On first look, the Hawai'i team appears to lead a laid-back, idyllic lifestyle, but they can slam with the best of them. They're traveling farther than any other US team to get to Washington, DC and they'd like to make the long trip back to Honolulu knowing they've expressed themselves to the widest audience possible.
About the Coaches
With a degree in nuclear physics from MIT, Kealoha Wong makes his living as a poet. After seeing a 200-person Youth Speaks slam in San Francisco, this former management consultant took a "radical sabbatical" and became a full-time surfer and top slam poet. He founded Youth Speaks Hawai'i and sees beauty in his poets' work. "They've been given this gift, this medium, to express themselves, and they're using it to expose the injustices that have been covered up for so long," Wong says. "It's a beautiful thing to see that kind of truth being spoken. You harness that teenage angst and give it a purpose, and a message and they're using it for the good of the community."

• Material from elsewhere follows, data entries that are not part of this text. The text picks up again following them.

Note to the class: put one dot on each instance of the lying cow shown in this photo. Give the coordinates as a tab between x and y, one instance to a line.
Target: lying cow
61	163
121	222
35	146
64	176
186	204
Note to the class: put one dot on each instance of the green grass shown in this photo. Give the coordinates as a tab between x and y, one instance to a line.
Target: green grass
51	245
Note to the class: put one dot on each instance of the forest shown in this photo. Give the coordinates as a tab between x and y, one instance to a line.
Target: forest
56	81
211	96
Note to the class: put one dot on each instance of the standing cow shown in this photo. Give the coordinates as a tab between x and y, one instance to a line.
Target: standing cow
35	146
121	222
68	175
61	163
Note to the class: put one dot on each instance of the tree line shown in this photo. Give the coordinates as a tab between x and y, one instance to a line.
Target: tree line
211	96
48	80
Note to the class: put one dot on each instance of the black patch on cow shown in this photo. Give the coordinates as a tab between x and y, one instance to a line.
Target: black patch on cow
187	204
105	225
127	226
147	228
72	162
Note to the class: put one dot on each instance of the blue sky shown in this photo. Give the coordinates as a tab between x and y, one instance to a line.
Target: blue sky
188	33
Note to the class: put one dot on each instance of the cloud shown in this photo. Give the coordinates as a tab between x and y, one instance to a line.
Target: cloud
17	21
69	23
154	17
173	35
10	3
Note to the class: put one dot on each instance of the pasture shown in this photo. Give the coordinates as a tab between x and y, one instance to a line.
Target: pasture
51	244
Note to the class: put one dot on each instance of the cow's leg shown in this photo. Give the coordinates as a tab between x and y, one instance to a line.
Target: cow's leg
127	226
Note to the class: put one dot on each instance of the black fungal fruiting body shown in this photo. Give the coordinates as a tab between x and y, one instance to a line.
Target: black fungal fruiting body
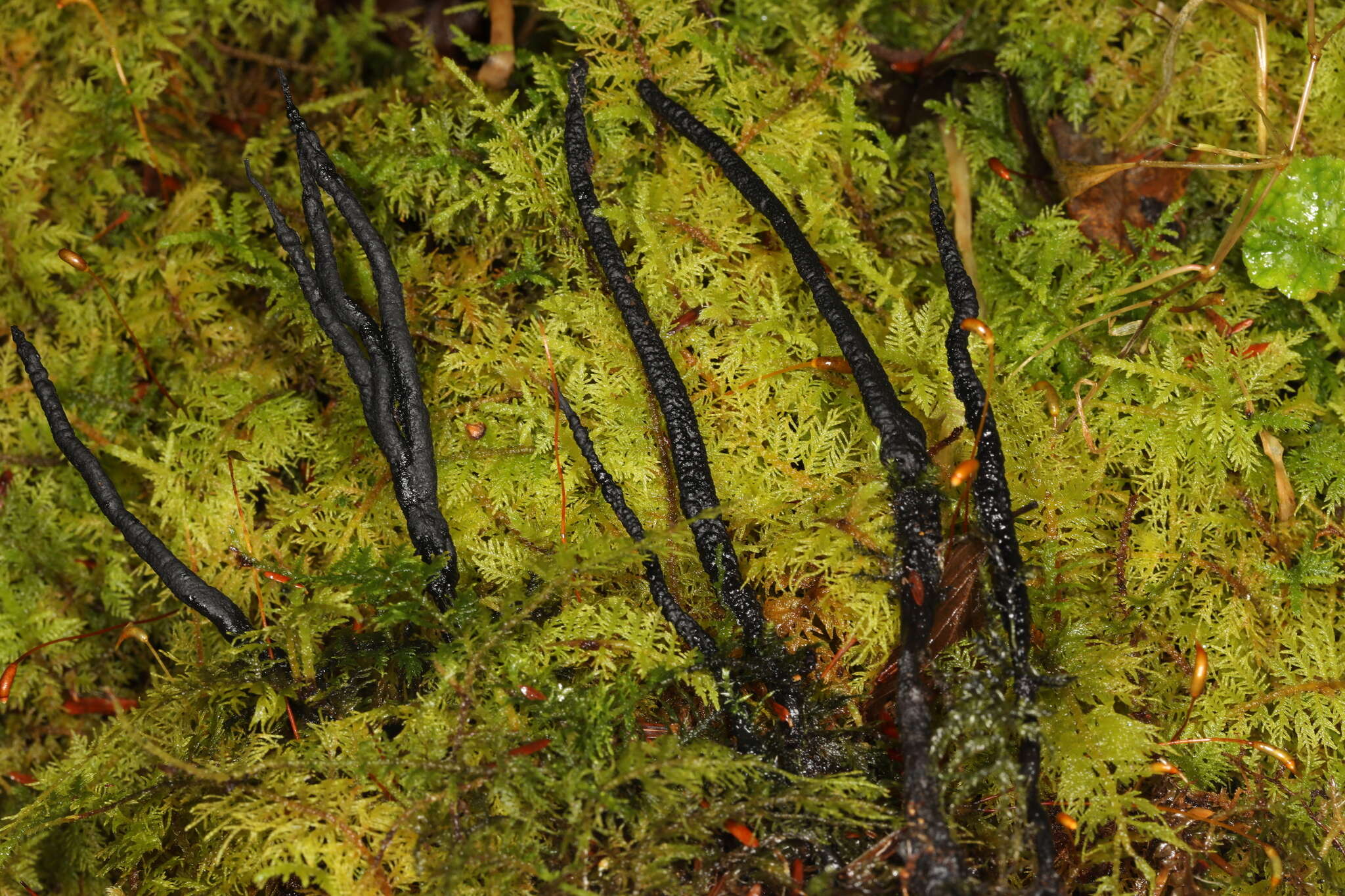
903	440
387	381
994	511
185	585
681	621
695	486
930	845
381	363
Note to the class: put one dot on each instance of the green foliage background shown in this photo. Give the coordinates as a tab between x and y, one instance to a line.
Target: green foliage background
404	781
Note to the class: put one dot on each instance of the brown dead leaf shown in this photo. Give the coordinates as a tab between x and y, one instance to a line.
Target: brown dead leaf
1109	191
961	609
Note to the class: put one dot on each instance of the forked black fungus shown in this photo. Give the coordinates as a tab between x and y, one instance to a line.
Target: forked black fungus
929	843
695	486
185	585
681	621
387	381
994	511
903	440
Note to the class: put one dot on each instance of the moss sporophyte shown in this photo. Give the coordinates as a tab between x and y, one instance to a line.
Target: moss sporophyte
885	548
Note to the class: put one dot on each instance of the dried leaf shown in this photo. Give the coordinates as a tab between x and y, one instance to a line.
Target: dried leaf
961	589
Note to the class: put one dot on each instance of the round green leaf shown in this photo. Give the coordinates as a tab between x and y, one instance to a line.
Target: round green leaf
1297	241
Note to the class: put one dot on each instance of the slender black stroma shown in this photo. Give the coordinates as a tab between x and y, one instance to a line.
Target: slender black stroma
927	843
695	486
681	621
994	511
185	585
903	440
380	358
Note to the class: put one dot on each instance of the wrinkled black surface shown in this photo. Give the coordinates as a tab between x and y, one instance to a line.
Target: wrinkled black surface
990	492
185	585
903	440
695	486
929	844
380	358
671	610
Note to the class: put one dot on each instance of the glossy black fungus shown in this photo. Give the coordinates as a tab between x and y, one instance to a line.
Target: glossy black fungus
380	356
929	844
185	585
682	622
695	486
671	610
994	509
903	440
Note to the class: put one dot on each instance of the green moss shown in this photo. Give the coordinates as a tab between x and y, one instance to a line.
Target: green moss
404	779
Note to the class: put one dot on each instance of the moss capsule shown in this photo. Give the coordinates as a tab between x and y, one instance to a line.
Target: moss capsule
73	258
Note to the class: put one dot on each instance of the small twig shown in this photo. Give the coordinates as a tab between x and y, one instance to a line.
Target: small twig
1124	544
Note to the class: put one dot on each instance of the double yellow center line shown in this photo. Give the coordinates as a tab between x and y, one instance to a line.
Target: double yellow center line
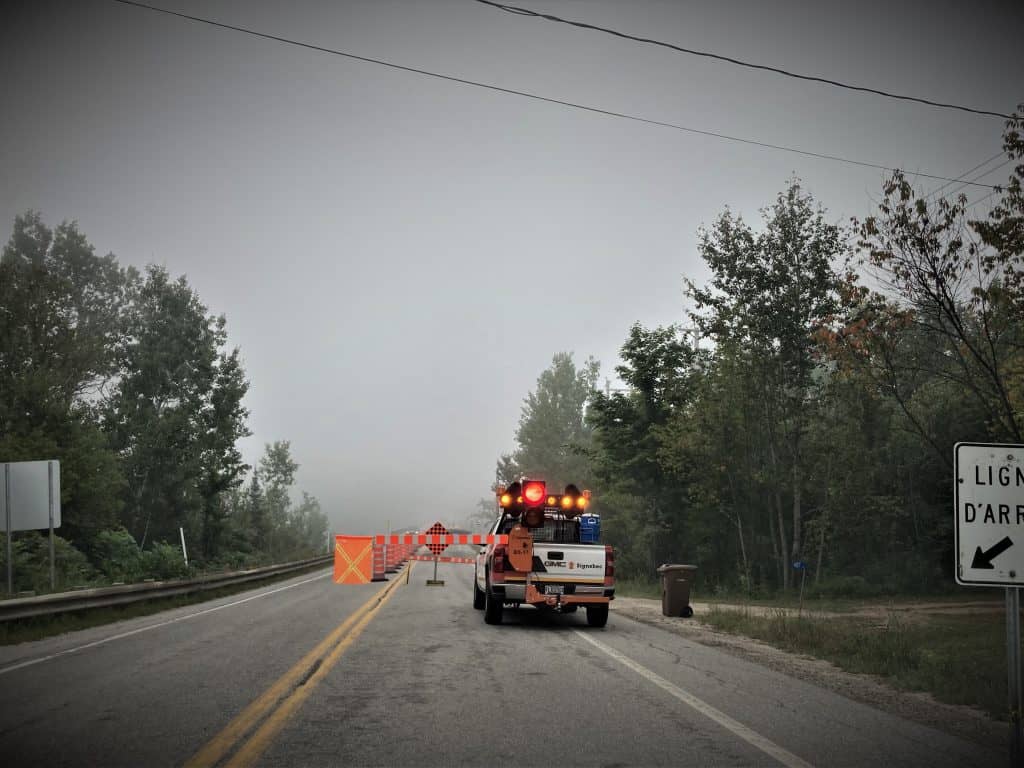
270	711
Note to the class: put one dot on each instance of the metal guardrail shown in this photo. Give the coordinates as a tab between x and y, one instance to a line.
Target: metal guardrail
104	597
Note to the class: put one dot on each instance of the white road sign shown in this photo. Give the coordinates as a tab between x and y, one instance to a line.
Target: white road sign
989	499
30	486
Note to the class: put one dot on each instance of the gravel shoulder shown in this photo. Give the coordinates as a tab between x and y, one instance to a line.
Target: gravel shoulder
966	722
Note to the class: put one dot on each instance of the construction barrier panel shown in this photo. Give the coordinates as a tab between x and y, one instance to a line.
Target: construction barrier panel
379	563
353	557
450	539
392	557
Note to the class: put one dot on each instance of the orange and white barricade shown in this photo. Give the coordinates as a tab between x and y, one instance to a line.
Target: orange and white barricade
353	559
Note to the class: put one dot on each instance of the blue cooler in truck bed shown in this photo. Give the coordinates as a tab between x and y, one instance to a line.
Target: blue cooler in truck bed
590	528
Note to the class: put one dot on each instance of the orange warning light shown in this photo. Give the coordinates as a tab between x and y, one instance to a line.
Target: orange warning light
535	492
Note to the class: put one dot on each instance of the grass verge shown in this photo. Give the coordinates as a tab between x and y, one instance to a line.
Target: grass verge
36	628
958	659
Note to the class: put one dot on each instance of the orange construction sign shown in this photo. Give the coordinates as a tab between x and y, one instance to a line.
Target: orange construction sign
353	559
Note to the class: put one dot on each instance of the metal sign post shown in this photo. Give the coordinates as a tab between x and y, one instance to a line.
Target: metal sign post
802	567
989	545
49	499
1014	672
184	552
6	506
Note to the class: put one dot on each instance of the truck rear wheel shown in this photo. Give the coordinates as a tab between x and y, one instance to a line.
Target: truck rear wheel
597	615
493	607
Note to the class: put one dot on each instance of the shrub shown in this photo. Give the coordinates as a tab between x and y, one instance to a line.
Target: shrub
31	555
119	557
164	561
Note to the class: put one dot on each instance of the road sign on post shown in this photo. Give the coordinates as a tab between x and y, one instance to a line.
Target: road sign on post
31	501
436	548
989	494
989	509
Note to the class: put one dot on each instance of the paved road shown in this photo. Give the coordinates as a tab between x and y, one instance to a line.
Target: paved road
420	680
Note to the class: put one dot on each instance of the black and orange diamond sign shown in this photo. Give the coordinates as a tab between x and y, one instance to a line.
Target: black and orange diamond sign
436	547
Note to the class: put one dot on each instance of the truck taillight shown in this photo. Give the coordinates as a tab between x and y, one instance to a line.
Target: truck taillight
498	561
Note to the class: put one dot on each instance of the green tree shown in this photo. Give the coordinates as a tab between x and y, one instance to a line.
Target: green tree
953	301
644	507
770	292
276	470
175	413
60	309
553	436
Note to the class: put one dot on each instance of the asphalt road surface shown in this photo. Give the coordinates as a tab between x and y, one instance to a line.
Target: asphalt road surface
308	673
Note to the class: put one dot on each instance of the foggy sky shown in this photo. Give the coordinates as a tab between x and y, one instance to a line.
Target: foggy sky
399	257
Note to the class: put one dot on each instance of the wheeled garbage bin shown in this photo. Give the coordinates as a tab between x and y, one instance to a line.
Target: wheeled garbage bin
676	581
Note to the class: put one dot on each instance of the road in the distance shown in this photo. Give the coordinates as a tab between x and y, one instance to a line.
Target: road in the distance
428	683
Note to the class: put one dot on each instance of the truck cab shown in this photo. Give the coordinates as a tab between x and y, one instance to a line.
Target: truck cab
546	562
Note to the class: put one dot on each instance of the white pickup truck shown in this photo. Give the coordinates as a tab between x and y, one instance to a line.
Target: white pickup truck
564	573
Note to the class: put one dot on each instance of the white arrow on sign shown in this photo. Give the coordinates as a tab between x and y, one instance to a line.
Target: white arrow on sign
989	509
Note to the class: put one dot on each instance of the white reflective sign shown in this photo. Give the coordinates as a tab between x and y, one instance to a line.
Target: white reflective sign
989	508
28	486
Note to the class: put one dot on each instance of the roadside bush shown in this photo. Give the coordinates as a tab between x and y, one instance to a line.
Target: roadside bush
31	556
119	557
164	561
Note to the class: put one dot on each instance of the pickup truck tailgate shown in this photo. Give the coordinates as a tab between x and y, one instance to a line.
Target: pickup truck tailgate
568	562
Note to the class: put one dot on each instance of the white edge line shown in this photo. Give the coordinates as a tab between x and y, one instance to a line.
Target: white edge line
751	736
94	643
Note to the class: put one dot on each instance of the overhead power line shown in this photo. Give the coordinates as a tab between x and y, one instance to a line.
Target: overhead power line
967	173
536	96
739	62
990	171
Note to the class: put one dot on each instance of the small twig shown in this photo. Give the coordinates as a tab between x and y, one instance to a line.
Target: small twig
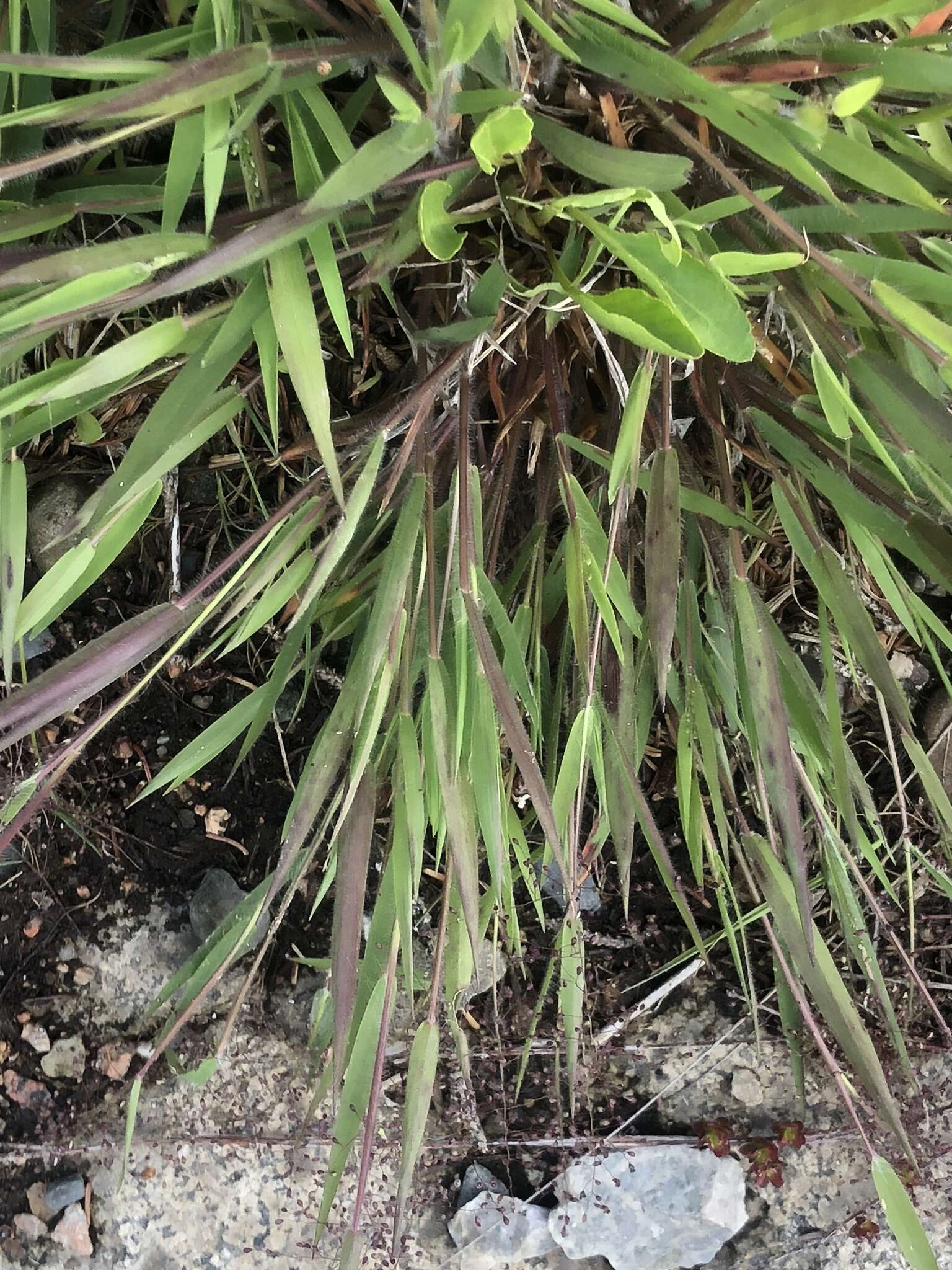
648	1003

Lyz Soto is the organizational center of the Hawai'i team and the director of Youth Speaks Hawai'i. This is the team's fourth trip to the Brave New Voices festival with Soto and Wong. "I think our chances are very good for doing well at Brave New Voices," Soto says. "Every time you see newbies come in, it's really funny. They're big fish in a little pond here; they're so confident. Then they go to nationals, and they realize, 'Wow, there's like 10 more notches I can go with my stuff.' They're excited about it."